Almost 20 years ago, Iezzoni maintained that answering the question on how to isolate quality-of-care differences requires expensive, time-consuming, logistically difficult, and methodologically complicated research and that only a handful of studies had addressed this question, most with equivocal results [34]. Risk adjustment for quality improvement spans all medical disciplines from alternative medicine to surgery and is performed by researchers, administrators, government agencies and health insurances.
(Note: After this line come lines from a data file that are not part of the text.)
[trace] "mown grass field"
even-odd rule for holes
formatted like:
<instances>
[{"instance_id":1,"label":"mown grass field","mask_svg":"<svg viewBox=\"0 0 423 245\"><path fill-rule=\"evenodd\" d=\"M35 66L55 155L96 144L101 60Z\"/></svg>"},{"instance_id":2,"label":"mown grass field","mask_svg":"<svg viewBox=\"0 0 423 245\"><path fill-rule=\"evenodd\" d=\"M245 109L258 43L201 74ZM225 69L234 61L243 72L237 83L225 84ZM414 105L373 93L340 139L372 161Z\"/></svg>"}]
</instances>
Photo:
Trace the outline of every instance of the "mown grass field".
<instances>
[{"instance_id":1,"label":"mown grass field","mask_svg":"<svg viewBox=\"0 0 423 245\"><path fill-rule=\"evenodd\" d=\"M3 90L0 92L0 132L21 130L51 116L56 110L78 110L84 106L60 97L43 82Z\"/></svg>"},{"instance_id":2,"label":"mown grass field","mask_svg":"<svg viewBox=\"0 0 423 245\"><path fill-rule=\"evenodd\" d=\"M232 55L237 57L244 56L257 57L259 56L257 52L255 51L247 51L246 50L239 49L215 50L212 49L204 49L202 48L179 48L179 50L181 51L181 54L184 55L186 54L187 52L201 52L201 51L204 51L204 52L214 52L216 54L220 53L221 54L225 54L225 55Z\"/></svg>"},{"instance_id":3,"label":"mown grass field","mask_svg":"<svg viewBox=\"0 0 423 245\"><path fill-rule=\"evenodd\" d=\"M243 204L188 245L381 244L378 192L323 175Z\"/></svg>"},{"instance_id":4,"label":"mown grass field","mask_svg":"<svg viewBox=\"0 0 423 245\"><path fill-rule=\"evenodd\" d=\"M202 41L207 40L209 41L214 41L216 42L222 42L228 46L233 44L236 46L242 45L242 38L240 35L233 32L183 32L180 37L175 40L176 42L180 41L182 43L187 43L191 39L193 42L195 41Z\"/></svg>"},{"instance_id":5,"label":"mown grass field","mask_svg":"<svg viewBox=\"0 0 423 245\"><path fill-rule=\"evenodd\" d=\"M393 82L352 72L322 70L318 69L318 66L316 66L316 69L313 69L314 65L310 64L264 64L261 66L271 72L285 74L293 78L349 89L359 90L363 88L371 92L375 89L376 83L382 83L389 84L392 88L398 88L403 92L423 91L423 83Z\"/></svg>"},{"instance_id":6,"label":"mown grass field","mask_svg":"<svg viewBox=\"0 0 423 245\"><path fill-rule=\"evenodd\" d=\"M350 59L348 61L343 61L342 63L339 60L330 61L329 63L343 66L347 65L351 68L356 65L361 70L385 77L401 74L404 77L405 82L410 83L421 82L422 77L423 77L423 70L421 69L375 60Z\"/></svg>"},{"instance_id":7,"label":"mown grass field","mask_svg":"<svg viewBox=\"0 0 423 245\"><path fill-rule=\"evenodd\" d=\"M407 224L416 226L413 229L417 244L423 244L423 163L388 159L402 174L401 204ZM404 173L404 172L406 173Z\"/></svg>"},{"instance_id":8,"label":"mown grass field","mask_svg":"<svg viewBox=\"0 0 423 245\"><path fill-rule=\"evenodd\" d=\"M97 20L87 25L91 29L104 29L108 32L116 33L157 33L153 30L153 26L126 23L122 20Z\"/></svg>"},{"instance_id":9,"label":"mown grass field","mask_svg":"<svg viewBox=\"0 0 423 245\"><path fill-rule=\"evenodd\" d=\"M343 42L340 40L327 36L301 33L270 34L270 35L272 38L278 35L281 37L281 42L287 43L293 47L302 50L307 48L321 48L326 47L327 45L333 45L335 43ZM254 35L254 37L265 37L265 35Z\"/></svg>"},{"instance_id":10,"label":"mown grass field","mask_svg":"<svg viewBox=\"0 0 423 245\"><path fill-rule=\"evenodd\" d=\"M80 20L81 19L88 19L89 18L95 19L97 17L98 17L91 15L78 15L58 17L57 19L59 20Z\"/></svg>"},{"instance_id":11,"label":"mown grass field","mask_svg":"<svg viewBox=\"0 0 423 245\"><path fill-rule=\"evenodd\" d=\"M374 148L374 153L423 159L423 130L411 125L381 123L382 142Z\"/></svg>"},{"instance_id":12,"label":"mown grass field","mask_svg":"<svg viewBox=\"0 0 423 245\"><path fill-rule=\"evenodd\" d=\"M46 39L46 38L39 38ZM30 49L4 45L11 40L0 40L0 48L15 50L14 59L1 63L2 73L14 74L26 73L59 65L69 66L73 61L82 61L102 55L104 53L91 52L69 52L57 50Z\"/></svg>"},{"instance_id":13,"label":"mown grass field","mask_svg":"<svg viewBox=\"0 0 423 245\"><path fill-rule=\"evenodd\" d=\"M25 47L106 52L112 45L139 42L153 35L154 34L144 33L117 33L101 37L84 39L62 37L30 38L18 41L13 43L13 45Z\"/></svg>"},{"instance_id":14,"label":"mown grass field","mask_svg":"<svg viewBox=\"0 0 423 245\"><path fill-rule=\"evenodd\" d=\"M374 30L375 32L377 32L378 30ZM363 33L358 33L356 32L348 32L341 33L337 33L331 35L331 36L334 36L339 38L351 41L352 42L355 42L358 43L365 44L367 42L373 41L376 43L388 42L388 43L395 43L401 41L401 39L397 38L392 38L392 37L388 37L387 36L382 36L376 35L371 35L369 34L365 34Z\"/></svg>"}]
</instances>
Yet we have not found a published solution on how to effectively isolate quality-of-care differences since Iezzoni’s comment other than approaches that entailed visiting the participating clinics and assessing the attributional validity of their risk adjustment model on site, such as the DAVROS group [13]. But besides having its own bias issues, this approach, requiring independent experts, is personnel and time intensive. We could not afford copying it for one outcome let alone seven. It is therefore not so surprising that most of the literature on risk adjustment relies on predictive validity alone and measures neither change in attributional validity nor attributional validity itself. It would no less be important to know if quality improvement collaboratives with larger populations and/or differences in case-mix risk show a larger effect of risk adjustment and more effectively isolate quality differences.

Conclusions

To summarize, all three approaches to risk adjustment revealed comparable results with high predictive validity for mortality and several major morbidities. The indirect standardization approach was surprisingly similar to the other approaches.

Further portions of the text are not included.